I’ve consulted to multiple Fortune 100 CEOs who have actually broken down in tears as they’ve recounted selling their companies’ few productive assets in order to show growth to shareholders. They are tired of cannibalizing their own businesses, laying off loyal employees, and making their companies less enduring just to satisfy the demands of short-term growth imposed by the market.

This is where economic policy comes in. The current economic operating system is programmed to encourage growth and discourage distributed prosperity. One major reason shareholders are incentivized to destroy a business en route to increasing its share price, rather than just accepting a dividend, is that capital gains are taxed at less than half of what earnings are taxed at. That encourages extraction over transaction. More than two-thirds of the income of the top 0.1 percent comes from passive gains, not value creation.

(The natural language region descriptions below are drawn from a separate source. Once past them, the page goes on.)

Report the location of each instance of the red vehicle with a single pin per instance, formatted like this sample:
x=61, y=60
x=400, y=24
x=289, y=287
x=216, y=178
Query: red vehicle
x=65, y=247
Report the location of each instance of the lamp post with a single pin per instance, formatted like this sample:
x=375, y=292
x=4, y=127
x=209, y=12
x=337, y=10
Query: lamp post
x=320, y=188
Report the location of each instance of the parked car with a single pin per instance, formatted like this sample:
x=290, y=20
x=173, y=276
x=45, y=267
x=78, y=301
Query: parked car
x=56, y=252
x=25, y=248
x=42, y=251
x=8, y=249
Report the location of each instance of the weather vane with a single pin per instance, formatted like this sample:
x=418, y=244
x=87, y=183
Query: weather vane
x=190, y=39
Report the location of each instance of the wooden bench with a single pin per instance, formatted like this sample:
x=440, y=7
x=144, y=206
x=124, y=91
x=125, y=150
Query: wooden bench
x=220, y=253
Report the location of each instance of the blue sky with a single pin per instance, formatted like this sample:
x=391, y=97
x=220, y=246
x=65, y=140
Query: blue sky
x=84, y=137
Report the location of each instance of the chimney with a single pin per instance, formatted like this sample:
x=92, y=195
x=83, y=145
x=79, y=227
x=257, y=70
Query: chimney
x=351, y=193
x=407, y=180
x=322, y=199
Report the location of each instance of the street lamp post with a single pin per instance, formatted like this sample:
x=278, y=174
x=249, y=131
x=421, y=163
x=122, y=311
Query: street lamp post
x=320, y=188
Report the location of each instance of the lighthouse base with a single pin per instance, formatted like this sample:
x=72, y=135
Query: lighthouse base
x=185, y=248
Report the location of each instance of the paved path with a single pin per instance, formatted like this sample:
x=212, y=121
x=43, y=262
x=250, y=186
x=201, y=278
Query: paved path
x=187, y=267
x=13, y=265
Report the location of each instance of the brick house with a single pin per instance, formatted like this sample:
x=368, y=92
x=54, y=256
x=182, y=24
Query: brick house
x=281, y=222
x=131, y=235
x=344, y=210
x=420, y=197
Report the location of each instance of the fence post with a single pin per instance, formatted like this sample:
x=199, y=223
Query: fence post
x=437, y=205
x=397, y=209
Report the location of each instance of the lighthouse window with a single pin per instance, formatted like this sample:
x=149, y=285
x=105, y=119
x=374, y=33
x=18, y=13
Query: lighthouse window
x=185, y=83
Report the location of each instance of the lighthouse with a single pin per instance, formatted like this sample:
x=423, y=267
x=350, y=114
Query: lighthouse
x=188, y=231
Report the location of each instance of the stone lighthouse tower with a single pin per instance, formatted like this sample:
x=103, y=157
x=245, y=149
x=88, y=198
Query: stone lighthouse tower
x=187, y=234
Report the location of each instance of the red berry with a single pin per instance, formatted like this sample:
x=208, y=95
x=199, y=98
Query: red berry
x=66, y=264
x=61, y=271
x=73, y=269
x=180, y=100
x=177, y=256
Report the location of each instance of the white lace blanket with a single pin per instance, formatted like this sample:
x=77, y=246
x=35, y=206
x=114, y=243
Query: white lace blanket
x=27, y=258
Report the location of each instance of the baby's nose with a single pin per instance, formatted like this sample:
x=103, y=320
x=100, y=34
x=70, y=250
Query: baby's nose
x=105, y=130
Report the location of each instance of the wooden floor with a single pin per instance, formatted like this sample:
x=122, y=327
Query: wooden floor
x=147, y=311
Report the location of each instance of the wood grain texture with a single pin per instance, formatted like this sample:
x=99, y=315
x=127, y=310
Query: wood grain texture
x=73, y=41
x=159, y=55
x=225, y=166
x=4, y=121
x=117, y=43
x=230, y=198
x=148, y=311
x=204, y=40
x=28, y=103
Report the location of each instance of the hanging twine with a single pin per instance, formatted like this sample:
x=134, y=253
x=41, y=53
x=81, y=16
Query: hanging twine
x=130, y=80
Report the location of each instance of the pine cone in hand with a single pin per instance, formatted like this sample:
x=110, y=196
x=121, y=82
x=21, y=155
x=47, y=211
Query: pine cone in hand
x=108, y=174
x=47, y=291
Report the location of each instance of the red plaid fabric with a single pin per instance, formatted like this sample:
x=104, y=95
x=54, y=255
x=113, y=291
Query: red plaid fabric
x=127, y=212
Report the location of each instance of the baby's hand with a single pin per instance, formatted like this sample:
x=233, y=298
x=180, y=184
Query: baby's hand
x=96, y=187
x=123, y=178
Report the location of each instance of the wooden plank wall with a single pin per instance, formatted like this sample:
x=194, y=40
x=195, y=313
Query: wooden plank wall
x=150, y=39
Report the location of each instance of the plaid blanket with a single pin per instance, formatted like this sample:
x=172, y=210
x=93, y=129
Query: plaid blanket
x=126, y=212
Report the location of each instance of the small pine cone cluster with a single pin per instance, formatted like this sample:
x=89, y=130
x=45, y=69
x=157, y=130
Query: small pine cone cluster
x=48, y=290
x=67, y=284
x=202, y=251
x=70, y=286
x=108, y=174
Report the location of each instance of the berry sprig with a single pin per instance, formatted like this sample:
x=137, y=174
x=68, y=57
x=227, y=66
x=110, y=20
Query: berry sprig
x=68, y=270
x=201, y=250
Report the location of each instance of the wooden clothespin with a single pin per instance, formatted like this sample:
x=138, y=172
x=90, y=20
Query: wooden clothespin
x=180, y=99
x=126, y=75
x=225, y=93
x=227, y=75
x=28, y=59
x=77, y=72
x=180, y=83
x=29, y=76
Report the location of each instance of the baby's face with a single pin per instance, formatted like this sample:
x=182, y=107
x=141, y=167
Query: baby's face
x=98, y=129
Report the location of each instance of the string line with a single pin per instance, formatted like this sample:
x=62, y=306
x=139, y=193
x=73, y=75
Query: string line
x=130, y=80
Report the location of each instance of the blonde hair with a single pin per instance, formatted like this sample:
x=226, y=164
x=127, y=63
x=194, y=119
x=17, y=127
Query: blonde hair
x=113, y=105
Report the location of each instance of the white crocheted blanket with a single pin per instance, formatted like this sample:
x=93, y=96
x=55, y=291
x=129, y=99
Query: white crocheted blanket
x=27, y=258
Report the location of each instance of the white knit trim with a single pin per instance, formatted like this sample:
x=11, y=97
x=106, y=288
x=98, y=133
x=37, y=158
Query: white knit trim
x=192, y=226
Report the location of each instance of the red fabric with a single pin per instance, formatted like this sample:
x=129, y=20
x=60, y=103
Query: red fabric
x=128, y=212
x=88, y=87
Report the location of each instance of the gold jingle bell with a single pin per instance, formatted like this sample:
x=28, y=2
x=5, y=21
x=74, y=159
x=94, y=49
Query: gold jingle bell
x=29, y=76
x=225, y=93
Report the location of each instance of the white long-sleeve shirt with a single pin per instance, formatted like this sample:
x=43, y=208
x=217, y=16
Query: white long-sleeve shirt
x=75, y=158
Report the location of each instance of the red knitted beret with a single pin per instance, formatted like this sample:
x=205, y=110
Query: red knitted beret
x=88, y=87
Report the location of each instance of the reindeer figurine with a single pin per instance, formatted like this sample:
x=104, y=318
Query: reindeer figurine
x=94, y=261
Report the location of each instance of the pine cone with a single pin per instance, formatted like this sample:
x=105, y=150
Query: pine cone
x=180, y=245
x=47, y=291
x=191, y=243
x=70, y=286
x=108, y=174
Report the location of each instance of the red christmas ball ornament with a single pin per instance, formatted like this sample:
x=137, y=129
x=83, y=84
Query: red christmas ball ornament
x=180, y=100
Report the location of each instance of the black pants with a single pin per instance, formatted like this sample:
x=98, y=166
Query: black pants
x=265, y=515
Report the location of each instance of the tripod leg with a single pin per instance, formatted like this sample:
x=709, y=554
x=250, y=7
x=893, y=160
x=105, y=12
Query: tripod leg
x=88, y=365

So, if the economy is to be tilted less toward accumulation and the storage of capital, and more toward increasing the velocity of money as it travels between people and businesses, the tax code is a good place to start making revisions. This would mean rewarding revenue, earnings, and even payroll with lower tax rates, while discouraging capital gains with higher ones. Imagine if companies were busy trying to figure out how to avoid taxes by doing business, instead of by selling assets, laying off employees, or hiding earnings overseas.

That is just one example—there are plenty of other ways that the American economy currently prioritizes growth. Banking policy offers few rewards for banks that facilitate local reinvestment rather than lending and then extracting working capital, and it leaves little room for local and complementary currencies. At the moment, the largest companies are the ones that are rewarded with better interest rates, access to lawmakers, and other advantages of scale, but instead rules could be put in place to encourage businesses to learn to succeed in the lowest possible weight class, instead of striving to monopolize a single market. These are the sorts of things that could be changed so that prosperity could be more evenly distributed—and so that big business could be rescued from the cross of growth.